What?:
Lecture on nuclear energy: is it necessary to mitigate climate change in Ontario?

Who?: Dr. Gordon Edwards, Dr. Dorothy Goldin-Rosenberg, Jack Gibbons (OCAA)

When?: Friday, November 14 - 12 noon to 2 p.m. Hart House, 7 Hart House Circle (room TBA), Toronto Free admission. Lunch will be served.

This talk is co-sponsored by University of Toronto Students Union and the new Sustainability Commission, Graduate Students Union Social Justice Committee, and Students Against Climate Change (a U of T campus club).
Contact Paul York at 647-342-7995 / E-mail: paulyork.2008@gmail.com

Background: The Ontario government and Ontario Power Generation have set in place a plan to spend roughly $46 billion of the Ontario taxpayers' money over the next 20 years on nuclear energy, to meet Ontario's rising energy demands.

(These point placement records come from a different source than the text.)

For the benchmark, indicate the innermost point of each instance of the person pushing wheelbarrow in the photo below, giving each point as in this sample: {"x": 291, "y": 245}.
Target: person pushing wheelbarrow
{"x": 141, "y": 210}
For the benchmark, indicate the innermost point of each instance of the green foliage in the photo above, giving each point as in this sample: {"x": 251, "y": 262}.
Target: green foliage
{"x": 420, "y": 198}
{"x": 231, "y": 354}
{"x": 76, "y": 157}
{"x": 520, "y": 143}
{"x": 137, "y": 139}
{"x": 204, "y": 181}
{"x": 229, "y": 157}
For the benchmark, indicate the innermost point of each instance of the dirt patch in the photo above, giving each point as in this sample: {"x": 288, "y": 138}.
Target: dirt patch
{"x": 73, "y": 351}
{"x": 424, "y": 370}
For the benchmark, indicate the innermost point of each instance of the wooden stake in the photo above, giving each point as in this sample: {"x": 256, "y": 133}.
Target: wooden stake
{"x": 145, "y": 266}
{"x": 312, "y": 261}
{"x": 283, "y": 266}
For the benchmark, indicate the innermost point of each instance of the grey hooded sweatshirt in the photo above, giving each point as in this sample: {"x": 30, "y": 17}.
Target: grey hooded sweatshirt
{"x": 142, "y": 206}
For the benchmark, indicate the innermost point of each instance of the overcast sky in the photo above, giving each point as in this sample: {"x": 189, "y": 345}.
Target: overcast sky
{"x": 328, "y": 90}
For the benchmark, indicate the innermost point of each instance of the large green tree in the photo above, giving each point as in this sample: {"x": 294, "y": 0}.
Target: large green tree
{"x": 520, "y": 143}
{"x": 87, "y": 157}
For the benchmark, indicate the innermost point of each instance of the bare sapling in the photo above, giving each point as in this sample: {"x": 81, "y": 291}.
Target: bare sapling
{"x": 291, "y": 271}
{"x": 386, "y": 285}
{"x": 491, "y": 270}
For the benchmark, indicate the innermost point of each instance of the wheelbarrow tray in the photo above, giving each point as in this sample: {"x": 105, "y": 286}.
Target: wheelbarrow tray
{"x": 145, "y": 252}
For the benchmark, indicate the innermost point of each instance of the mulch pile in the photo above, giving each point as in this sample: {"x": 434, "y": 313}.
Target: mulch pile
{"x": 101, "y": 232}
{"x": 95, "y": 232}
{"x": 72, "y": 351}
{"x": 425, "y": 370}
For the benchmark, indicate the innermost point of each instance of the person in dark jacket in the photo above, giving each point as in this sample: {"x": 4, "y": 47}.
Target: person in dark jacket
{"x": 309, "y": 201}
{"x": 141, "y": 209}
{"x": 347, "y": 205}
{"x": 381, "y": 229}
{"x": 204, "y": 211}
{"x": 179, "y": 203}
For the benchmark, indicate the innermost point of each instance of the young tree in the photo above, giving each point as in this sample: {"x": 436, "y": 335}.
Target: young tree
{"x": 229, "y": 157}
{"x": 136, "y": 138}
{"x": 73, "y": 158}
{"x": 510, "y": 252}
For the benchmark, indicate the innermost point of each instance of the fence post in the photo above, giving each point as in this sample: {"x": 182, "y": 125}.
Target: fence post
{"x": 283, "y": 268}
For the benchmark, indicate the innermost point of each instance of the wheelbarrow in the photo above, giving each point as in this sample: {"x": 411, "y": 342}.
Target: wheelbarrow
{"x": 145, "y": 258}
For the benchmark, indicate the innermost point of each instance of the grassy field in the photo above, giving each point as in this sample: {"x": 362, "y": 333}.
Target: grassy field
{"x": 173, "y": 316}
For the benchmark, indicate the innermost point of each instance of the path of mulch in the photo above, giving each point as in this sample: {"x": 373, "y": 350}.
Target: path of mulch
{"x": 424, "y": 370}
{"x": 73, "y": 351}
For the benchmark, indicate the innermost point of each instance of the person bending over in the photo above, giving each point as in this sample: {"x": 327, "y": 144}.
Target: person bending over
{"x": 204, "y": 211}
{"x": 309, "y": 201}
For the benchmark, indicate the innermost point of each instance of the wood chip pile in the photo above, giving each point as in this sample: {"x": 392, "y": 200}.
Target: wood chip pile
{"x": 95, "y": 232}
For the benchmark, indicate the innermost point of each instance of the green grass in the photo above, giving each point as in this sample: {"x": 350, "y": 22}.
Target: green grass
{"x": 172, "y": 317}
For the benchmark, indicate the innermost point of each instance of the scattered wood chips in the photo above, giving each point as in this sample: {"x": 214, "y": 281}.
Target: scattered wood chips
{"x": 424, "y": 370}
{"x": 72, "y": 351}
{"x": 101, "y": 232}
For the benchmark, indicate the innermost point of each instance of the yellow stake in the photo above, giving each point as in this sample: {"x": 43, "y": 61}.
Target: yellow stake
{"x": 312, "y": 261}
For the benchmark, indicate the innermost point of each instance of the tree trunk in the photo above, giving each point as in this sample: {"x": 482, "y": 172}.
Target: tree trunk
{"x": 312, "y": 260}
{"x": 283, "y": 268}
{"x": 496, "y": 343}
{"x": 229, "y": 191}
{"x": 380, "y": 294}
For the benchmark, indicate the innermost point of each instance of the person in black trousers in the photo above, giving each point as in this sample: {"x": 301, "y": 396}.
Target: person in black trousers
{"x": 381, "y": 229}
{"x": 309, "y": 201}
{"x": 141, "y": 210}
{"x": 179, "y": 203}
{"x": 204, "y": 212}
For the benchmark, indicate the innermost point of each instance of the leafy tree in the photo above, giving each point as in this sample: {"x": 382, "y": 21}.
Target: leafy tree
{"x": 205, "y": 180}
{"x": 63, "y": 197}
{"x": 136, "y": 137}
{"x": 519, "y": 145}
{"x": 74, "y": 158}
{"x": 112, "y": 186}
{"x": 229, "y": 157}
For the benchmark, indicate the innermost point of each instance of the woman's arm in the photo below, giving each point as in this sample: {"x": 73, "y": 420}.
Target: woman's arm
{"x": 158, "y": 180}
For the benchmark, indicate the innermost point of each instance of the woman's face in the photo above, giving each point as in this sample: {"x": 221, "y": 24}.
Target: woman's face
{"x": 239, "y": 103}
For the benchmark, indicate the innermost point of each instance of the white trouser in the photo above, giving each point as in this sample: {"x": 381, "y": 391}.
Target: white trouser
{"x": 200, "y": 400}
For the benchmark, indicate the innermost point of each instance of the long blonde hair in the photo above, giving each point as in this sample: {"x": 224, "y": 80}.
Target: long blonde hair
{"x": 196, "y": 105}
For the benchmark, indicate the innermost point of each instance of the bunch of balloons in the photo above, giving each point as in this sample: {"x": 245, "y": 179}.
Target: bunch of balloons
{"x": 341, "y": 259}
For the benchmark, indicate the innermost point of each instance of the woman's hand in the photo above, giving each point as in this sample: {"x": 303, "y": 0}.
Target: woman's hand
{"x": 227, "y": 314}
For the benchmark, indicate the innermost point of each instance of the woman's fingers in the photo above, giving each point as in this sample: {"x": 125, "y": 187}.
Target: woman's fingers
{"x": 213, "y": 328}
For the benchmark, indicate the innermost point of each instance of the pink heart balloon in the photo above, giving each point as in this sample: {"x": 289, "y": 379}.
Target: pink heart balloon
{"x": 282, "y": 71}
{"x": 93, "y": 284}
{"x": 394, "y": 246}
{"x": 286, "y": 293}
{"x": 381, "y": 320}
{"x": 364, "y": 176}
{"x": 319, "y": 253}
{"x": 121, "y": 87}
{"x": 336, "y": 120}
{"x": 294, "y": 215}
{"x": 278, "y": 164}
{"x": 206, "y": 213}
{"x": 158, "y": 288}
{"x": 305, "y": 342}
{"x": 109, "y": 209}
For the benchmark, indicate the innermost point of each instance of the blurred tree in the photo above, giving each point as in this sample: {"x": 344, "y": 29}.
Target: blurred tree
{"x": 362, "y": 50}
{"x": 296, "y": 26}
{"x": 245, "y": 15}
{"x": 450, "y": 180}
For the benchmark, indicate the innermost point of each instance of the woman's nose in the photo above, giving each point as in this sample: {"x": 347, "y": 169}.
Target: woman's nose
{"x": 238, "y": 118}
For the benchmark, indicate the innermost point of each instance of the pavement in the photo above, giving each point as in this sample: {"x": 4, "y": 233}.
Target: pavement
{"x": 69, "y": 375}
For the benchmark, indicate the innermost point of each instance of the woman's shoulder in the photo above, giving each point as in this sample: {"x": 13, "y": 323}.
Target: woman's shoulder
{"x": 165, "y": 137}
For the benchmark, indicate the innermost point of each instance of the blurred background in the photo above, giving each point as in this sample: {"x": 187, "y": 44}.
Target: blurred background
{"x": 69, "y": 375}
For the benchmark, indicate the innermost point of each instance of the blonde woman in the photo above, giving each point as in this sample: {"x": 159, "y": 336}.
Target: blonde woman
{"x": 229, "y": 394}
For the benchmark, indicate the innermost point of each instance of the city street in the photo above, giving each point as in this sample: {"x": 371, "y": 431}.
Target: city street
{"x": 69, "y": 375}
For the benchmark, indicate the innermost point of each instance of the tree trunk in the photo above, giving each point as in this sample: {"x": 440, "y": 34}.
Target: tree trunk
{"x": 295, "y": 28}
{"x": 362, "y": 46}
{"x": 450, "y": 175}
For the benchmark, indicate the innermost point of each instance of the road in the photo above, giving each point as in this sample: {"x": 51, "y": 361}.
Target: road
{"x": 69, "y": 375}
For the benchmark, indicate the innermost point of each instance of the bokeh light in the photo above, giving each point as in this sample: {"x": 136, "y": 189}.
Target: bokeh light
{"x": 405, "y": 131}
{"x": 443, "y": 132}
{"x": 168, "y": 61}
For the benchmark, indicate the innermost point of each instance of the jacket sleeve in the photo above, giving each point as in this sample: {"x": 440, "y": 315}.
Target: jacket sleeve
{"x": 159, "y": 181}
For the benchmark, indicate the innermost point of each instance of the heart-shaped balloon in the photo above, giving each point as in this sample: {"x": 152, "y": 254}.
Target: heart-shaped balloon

Critics maintain that this plan destracts from much-need conservation efforts, uses enormous amounts of valuable public funds better spent on renewable energy projects (namely wind), poses an unacceptable safety risk to the GTA (which will be within a30 km radius of a potential Chernobyl, if the power plants implode), will not adequately mitigate climate change (as claimed by advocates), and poses the additional problem of whether nuclear waste can safely be buried or disposed of.
Advocates for nuclear energy, such as Murray Elston and other members of the nuclear energy lobby - including many Liberal MPPs - contend that Ontario's 'baseload' energy needs cannot be met through renewables, that coal-power is too dirty (too many GHGs) and that nuclear is the only viable alternative, despite its risks and cost.

Against this position, the 'Renewable is Doable' campaign of 13 ENGOs issues a position paper illustrating base load power can be generated through a mix of renewables and conservation. They contend that nuclear energy is a clean, safe, and healthy way to produce energy, incontrast to coal-fired power. So who is right?

Dr. Gordon Edwards of the Canadian Coalition for Nuclear Responsibilty will address this issue, through an educational slideshow. He is a part of a panel which includes Dr. Dorothy Goldin-Rosenberg, who will speak on the health risks of radioactive materials released by nuclearpower plants, and Jack Gibbons of the Ontario Clean Air Alliance, a group dedicated to ridding Ontario of its reliance on coal-fired power plants.